Troubleshooter Sir Bob Kerslake, the former head of the Civil Service, has delivered a damning verdict on Birmingham City Council, branding it an organisation which is failing the city and holding it back. Local government correspondent Neil Elkes looks at 15 things we have learned from the report.

1) Birmingham cannot blame all of its problems on its size. Despite being Europe's largest local authority, the city's problems are due to poor management rather than scale.

2) Its huge debt problems, which have led to the proposed sale of the NEC and other assets, are of its own making. The equal pay shambles and £1.2 billion compensation bill should have been dealt with ten years earlier.

3) The council is dysfunctional, according to Local Government Secretary Eric Pickles, and is holding the city back as others overtake it in the race to be Britain's 'Second City'. It needs to change its corporate culture and ‘organisational disobedience'.

4) The council would be able to plan for the longer term if it stopped holding elections three out of every four years and replaced this system with an all-out election every four years.

5) There is no more money from the Government.
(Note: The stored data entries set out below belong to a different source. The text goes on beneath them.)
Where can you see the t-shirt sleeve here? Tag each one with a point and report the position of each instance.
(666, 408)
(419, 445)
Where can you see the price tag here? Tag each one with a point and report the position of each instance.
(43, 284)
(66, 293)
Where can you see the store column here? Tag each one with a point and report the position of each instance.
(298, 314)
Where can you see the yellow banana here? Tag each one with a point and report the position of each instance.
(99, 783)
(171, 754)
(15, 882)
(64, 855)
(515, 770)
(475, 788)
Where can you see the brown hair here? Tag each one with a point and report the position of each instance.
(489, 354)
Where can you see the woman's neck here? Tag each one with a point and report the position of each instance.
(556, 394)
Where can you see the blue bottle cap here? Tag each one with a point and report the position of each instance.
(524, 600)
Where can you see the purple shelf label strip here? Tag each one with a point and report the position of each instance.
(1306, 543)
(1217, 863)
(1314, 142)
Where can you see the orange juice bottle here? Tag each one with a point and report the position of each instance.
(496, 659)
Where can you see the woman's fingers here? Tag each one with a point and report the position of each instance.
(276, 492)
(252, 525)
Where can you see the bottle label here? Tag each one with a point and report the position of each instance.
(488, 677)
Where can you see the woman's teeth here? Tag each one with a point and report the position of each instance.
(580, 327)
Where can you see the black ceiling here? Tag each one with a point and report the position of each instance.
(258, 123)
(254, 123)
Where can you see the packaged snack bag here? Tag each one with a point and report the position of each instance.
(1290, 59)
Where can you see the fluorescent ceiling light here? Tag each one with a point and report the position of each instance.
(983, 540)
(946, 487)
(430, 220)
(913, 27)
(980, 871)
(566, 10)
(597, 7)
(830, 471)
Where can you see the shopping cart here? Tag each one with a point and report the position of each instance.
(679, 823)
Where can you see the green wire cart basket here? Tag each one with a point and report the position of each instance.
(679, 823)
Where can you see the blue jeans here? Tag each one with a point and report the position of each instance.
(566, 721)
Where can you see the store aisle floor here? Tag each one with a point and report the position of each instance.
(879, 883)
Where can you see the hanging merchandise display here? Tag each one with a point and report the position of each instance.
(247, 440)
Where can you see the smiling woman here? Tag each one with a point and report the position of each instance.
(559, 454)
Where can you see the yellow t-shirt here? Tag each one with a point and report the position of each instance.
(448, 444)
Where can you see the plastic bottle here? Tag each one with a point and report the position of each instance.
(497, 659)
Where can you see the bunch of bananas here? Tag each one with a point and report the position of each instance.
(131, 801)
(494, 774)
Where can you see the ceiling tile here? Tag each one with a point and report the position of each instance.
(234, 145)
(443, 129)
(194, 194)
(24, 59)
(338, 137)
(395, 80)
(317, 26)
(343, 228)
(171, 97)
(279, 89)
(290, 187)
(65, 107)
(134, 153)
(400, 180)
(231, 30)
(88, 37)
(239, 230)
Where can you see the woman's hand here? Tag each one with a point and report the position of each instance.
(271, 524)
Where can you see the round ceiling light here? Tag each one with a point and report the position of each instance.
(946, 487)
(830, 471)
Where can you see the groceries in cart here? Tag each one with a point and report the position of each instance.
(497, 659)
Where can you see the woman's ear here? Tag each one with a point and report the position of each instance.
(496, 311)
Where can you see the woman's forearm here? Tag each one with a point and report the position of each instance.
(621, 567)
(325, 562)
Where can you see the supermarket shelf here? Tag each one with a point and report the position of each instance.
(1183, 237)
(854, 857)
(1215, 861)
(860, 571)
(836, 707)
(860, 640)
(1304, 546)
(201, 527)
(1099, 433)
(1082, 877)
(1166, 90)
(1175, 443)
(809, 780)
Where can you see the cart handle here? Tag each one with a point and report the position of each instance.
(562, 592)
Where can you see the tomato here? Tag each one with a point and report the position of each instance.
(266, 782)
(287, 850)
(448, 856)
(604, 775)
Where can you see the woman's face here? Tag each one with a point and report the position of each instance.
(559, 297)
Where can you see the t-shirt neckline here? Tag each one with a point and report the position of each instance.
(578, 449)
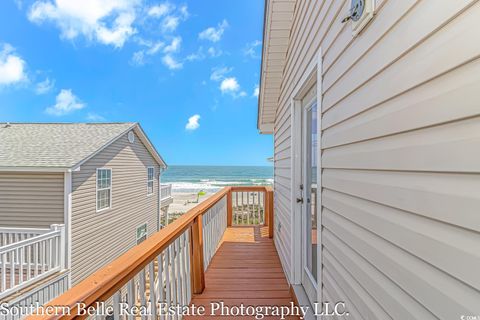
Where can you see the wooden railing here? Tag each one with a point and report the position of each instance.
(168, 267)
(32, 259)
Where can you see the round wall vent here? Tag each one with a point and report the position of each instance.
(131, 137)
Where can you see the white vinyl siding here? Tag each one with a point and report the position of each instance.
(104, 189)
(150, 180)
(400, 148)
(141, 233)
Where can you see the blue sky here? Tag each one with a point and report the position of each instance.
(187, 71)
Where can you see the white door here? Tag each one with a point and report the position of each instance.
(310, 196)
Both Kerslake and Pickles say Birmingham's leadership should stop bleating about the raw deal they get from Whitehall and plan life without bailouts.
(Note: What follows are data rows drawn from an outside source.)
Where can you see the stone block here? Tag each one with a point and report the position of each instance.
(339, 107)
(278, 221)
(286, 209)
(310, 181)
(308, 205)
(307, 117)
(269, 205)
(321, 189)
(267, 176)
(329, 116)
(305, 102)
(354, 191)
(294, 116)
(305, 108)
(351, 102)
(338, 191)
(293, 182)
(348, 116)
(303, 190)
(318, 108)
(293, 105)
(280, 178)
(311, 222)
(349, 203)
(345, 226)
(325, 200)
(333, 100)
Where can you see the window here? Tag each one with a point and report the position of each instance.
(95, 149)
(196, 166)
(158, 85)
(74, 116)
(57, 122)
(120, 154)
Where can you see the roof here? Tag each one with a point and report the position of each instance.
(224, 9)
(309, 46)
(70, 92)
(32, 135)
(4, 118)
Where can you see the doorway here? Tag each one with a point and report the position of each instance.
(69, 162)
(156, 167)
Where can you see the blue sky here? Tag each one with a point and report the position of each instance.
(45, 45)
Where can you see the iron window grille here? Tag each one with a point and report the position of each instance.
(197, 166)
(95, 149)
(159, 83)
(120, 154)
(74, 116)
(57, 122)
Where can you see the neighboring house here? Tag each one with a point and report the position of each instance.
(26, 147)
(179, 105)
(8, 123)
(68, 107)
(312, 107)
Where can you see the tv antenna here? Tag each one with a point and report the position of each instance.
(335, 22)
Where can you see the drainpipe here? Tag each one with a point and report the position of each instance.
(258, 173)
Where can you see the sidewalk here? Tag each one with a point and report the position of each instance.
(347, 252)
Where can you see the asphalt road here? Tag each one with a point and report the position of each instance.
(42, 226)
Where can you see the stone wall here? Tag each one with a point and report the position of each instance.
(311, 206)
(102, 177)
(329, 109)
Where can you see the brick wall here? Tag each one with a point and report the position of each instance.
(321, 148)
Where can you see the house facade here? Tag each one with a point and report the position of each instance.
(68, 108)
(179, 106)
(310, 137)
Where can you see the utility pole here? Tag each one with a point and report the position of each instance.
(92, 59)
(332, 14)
6) The report states councillors are too remote from the communities they serve and struggle to connect but also says there should be 20 fewer elected members serving more citizens per head, down to 100 councillors.

7) Brmingham needs to work with the four Black Country authorities and Solihull, in a combined authority. Kerslake has solved one issue by insisting on one authority, one vote to stop the horse-trading over whether Birmingham gets a greater share of the vote.
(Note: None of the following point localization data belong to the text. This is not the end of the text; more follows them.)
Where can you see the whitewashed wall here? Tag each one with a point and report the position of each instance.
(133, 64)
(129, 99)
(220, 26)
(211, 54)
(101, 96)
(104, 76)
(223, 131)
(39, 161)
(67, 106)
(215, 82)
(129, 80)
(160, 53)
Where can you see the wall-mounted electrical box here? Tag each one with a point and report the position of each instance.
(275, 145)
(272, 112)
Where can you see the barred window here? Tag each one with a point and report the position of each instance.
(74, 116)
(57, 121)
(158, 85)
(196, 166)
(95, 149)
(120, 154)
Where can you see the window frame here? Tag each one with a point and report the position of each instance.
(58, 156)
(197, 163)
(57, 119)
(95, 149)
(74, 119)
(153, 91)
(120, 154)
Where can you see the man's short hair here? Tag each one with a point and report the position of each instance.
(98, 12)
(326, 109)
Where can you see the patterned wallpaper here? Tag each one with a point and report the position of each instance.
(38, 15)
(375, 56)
8) Birmingham lacks a vision and needs some sort of city plan developed with the engagement of the wider community.

9) The bins service is a mess and Kerslake concludes it is under-performing, with recycling lower and fly tipping among the highest in the country. Privatisation would save £14 million a year.

10) Regeneration has been too focused on the city centre within the ring road but leaving deprived neighbourhoods with low skills and high unemployment outside it.

11) Councillors are confused about the devolution programme. The attempt to bring decision-making down to community levels has not worked, people are not really engaged and few have any clear idea of the powers the districts have.

12) The council cannot be trusted to sort this mess out on its own and needs a government-appointed improvement board to "keep its feet to the fire", reporting back next year by which time there may be a new Local Government Secretary in post.

13) The Trojan Horse scandal in schools showed the council was too remote from understanding its own communities and did not have the confidence to deal with the problem.

14) It also reflected the fact "that deep-rooted problems have been swept under the carpet, by successive administrations, rather than being addressed". Birmingham has to stop simply hoping problems will go away.

15) It's not all bad news. Birmingham has a strong and visible leader in Sir Albert Bore and Kerslake also praises chief executive Mark Rogers for promoting and open and honest culture in the authority.